Secretary of State Natalie Cohen came to his rescue.
“Mr. President, you’re either going to have to make a statement, or have Jack make one in your name.”
“That might prove to be difficult, Madam Secretary,” President Clendennen said sarcastically, “as we don’t seem to have the first goddamn clue about what’s going on at Fort Detrick.”
He let that sink in, and then went on: “And if what the DCI has just told me is true, I don’t think we should broadcast that little gem from the White House.”
“Mr. President, what exactly did DCI Powell say?” Ambassador Montvale asked.
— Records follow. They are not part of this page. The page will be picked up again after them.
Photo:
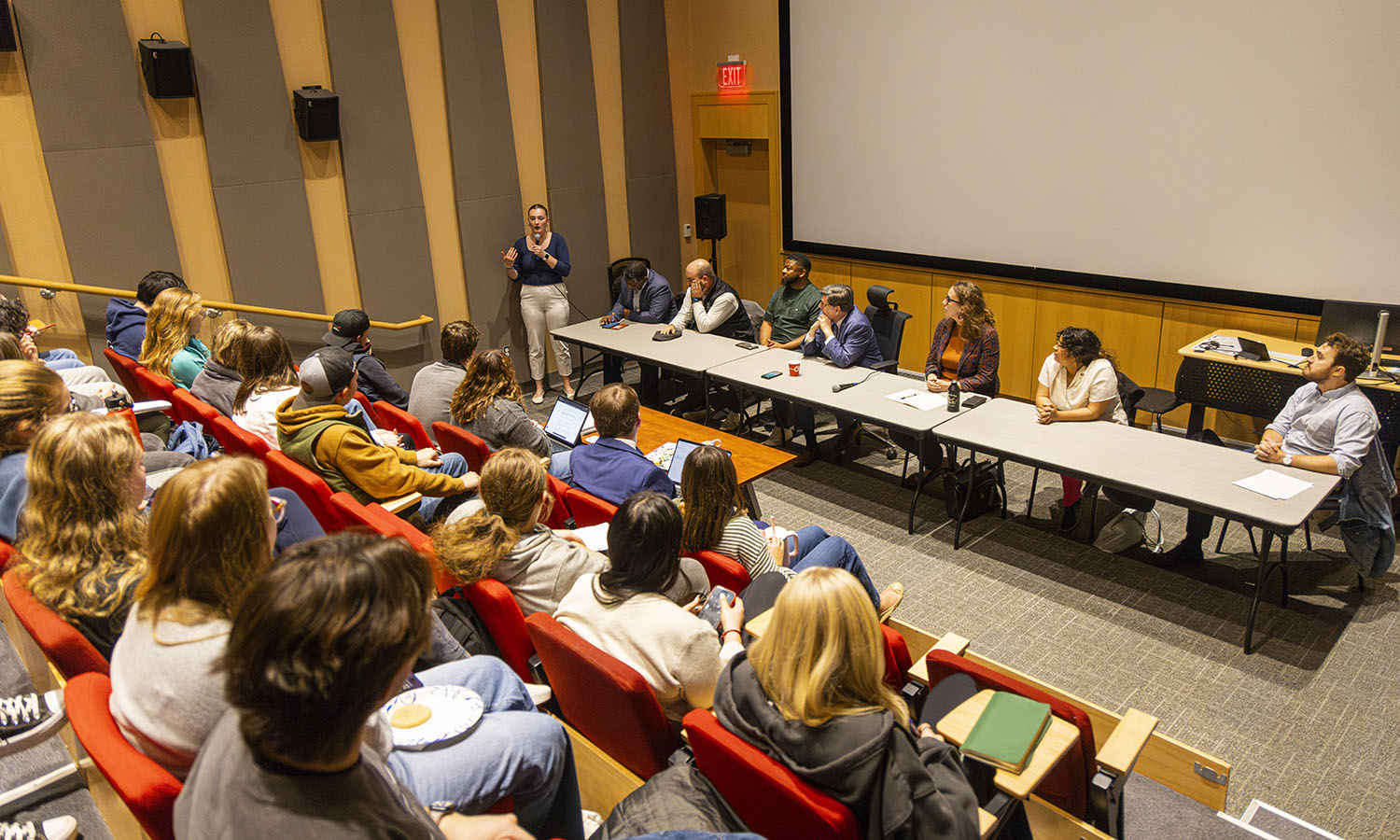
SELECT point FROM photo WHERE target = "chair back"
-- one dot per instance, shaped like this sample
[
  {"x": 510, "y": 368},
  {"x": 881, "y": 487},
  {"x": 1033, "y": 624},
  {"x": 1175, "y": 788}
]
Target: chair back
[
  {"x": 770, "y": 798},
  {"x": 125, "y": 370},
  {"x": 1069, "y": 783},
  {"x": 587, "y": 509},
  {"x": 147, "y": 789},
  {"x": 69, "y": 650},
  {"x": 392, "y": 416},
  {"x": 604, "y": 699},
  {"x": 454, "y": 439},
  {"x": 887, "y": 319}
]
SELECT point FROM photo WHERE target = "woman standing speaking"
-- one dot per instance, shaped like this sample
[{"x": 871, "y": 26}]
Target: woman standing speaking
[{"x": 539, "y": 263}]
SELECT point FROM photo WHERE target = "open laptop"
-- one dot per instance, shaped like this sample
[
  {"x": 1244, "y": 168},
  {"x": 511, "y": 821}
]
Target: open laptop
[{"x": 566, "y": 425}]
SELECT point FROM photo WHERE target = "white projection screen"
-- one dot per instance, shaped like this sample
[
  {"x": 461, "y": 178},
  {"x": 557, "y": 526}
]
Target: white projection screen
[{"x": 1223, "y": 146}]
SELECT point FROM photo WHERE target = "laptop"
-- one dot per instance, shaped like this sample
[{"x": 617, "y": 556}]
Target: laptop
[{"x": 566, "y": 425}]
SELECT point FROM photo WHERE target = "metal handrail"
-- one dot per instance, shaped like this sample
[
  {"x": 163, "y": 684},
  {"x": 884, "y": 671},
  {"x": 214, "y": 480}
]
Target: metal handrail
[{"x": 48, "y": 288}]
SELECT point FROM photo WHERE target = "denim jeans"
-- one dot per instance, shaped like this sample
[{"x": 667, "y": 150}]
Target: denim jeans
[{"x": 514, "y": 752}]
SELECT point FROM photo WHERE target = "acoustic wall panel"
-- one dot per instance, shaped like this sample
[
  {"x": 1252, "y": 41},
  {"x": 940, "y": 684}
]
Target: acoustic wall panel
[
  {"x": 483, "y": 167},
  {"x": 254, "y": 162},
  {"x": 650, "y": 148},
  {"x": 573, "y": 154}
]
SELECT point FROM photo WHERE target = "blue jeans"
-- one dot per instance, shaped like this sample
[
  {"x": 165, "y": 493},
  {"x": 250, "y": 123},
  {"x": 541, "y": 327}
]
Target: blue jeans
[{"x": 512, "y": 752}]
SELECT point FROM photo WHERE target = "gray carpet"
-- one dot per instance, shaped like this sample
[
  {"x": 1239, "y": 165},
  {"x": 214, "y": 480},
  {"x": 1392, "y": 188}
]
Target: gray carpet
[{"x": 1308, "y": 721}]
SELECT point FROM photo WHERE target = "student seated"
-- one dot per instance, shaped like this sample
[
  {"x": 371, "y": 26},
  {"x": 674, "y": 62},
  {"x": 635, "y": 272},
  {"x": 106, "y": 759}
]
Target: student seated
[
  {"x": 811, "y": 694},
  {"x": 81, "y": 532},
  {"x": 350, "y": 332},
  {"x": 171, "y": 347},
  {"x": 612, "y": 468},
  {"x": 716, "y": 521},
  {"x": 626, "y": 612},
  {"x": 318, "y": 644},
  {"x": 430, "y": 398},
  {"x": 314, "y": 428},
  {"x": 126, "y": 319},
  {"x": 218, "y": 381}
]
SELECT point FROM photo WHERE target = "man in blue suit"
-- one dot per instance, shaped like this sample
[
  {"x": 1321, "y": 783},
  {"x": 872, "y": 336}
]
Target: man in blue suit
[
  {"x": 644, "y": 299},
  {"x": 612, "y": 468},
  {"x": 843, "y": 335}
]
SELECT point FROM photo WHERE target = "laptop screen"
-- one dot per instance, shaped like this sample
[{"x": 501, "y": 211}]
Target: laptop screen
[{"x": 566, "y": 420}]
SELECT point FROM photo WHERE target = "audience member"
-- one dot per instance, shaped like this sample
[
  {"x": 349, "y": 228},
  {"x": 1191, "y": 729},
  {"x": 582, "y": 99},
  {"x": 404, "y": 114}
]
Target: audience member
[
  {"x": 126, "y": 321},
  {"x": 81, "y": 534},
  {"x": 626, "y": 613},
  {"x": 350, "y": 332},
  {"x": 218, "y": 381},
  {"x": 811, "y": 694},
  {"x": 612, "y": 468},
  {"x": 318, "y": 644},
  {"x": 1078, "y": 381},
  {"x": 313, "y": 428},
  {"x": 716, "y": 521},
  {"x": 845, "y": 336},
  {"x": 430, "y": 398},
  {"x": 268, "y": 378},
  {"x": 171, "y": 347}
]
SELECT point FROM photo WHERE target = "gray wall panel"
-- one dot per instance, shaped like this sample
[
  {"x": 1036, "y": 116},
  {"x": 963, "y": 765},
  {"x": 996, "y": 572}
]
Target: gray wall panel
[
  {"x": 83, "y": 75},
  {"x": 268, "y": 243},
  {"x": 650, "y": 150}
]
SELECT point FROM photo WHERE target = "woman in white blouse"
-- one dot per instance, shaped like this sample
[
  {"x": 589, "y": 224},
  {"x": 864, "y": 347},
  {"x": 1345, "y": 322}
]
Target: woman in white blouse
[{"x": 1078, "y": 381}]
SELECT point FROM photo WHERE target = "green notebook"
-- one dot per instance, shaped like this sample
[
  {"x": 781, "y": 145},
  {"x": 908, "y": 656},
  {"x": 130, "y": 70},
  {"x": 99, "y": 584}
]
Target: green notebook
[{"x": 1008, "y": 731}]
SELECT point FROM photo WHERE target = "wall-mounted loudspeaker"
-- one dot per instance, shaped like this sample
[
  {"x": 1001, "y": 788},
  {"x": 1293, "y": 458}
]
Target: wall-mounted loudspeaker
[
  {"x": 710, "y": 218},
  {"x": 318, "y": 114},
  {"x": 168, "y": 69}
]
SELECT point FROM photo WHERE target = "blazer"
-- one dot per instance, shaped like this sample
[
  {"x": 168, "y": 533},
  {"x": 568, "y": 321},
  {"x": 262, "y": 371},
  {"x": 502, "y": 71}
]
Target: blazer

“He said this colonel had gotten word to him that he ‘strongly suspects’ that the attack we made on the quote unquote Fish Farm in the Congo—the attack that brought us this close”—he held his thumb and index fingers perhaps a quarter of an inch apart—“to a nuclear exchange—did not kill all the fishes.”
“You’re talking about Colonel Hamilton, Mr. President?” Montvale asked.
The President nodded.
“How could he know that?”
“That’s what Powell said; that he got a message to that effect from Hamilton.”